Он медленно покачал головой.
– Сожалею, – произнес он совершенно другим тоном. – У них есть свое помещение, свой штат, свои коммивояжеры. Полагаю, они возьмут Дугала. Им может пригодиться молодой парень. Но вы с Эндрюсом… увы… – Выдержав многозначительную паузу, он добавил: – Мне очень, очень жаль.
Хотя Леннокс пытался изобразить на лице сострадание, но было видно, что его это мало трогает. Он был рад выйти из дела, рад, что ему повезло продать свой маленький бизнес крупной развивающейся фирме, которая купила его скорее из корыстных соображений, нежели для обретения монополии.
Люси ясно это понимала, и ее вдруг охватила ярость. Какая несправедливость!
– И меня вышвыривают за дверь после всех этих лет! Вот что я получила за всю мою усердную службу!
– Вам за нее платили, – миролюбиво пробормотал он.
– Это несправедливо! Нечестно! – в сердцах прокричала она. – Вы могли бы предупредить нас о том, что это произойдет!
– Я сам точно не знал. – Поколебавшись, он добавил более мягко: – Нет смысла из-за этого сердиться. – Возможно, вспомнив вдруг о том далеком теплом полдне, когда он робко обнял ее за талию, он воздержался от более строгого выговора. Возможно, он и в тот момент подумал о своем давнишнем расположении к ней. – Я уже давно собирался уйти в отставку, – продолжил он. – А такая аккуратная маленькая женщина, как вы, всегда найдет себе другое занятие.
С ее губ уже готов был сорваться необдуманный ответ, но она сдержалась и резко поднялась, обиженно глядя на Леннокса сверкающими глазами.
– Когда расчет? – стоя у двери, выпалила она.
– Через месяц, – довольно спокойно ответил он.
Она вышла в приемную. В ней кипело возмущение. Она вспомнила, как ее унизили в первый день в этой проклятой конторе, да, унизили и теперь снова унижают, принуждая уволиться. А как она работала все это время, надрываясь в любую погоду, чтобы обеспечить этому чертовому Ленноксу солидное материальное обеспечение к пенсии!
– Я же вам говорил? – заметил Эндрюс. – Я знал, что вас уволят.
– Оставьте меня в покое! – огрызнулась она.
Дугал молчал.
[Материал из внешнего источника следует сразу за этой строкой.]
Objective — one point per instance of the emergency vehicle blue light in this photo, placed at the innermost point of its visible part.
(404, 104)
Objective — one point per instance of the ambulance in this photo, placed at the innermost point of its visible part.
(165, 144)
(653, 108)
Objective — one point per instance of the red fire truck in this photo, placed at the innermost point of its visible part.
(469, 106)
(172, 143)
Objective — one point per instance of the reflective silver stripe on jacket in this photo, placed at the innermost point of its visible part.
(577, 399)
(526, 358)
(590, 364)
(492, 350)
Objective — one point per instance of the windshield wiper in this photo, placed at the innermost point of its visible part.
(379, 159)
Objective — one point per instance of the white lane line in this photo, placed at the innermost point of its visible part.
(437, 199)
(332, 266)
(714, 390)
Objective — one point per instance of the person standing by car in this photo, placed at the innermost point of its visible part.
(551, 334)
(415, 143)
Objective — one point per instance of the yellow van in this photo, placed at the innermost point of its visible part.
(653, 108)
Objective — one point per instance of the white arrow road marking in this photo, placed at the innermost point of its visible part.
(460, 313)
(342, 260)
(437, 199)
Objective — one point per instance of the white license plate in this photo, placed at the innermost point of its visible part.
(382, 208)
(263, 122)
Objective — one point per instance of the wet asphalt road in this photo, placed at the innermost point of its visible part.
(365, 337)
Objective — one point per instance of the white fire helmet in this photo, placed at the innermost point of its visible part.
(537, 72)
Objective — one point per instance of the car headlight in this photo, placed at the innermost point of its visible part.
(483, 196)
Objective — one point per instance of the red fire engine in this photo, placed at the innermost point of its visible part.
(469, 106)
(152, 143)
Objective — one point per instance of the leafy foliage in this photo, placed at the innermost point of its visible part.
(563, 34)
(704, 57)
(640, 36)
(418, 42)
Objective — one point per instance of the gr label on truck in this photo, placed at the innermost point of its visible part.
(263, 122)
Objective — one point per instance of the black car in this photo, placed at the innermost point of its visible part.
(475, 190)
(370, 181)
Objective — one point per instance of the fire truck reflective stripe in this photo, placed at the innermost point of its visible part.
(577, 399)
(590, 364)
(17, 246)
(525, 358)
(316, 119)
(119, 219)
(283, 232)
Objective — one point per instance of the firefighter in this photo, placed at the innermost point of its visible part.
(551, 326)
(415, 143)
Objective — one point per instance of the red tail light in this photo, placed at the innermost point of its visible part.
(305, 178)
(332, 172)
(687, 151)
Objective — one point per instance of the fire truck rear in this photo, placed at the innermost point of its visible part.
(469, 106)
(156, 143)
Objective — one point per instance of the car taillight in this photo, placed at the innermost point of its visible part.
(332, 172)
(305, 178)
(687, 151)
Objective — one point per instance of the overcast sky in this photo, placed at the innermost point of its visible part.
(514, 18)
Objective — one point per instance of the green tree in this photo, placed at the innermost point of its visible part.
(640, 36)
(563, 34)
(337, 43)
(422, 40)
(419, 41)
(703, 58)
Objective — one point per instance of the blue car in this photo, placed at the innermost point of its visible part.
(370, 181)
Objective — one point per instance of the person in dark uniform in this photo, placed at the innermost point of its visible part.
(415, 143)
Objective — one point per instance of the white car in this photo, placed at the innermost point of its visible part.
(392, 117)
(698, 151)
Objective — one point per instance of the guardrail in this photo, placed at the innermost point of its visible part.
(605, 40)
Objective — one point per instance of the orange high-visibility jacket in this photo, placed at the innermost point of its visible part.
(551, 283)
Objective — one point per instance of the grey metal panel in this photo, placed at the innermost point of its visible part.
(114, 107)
Его не уволили, и поэтому он мучился угрызениями совести, будто предал коллег.
Поджав губы, Люси взяла свою книгу, закончила записи и в пять часов вышла из конторы.
Миновав узкий арочный проход, Люси прошла уже полпути к станции по мокрой улице и лишь тогда заметила, что идет дождь. Волосы у нее стали влажными, и она автоматически раскрыла зонтик. Мимо проплывали желтые пятна витрин магазинов, мальчик-газетчик на углу хрипло выкрикивал победителя последних скачек, вместе с ней в сторону станции двигались чьи-то темные силуэты.
Она села в поезд. В углу купе какой-то мужчина наклонился к попутчику, держа на коленях газету. Он говорил о спаде в торговле.
– Увольняют много народу, – важно произнес он.
Люси спокойно взглянула на мужчину. Это прямо относилось к ней. Ее уволили. Годы стабильной, ничем не примечательной жизни оборвались с почти курьезной внезапностью. Случилась неожиданная, непредвиденная катастрофа; Люси была уверена в будущем и подобного исхода предугадать не могла. Обида вновь затопила ее, она сжала губы, в полной мере осознавая значение своего увольнения.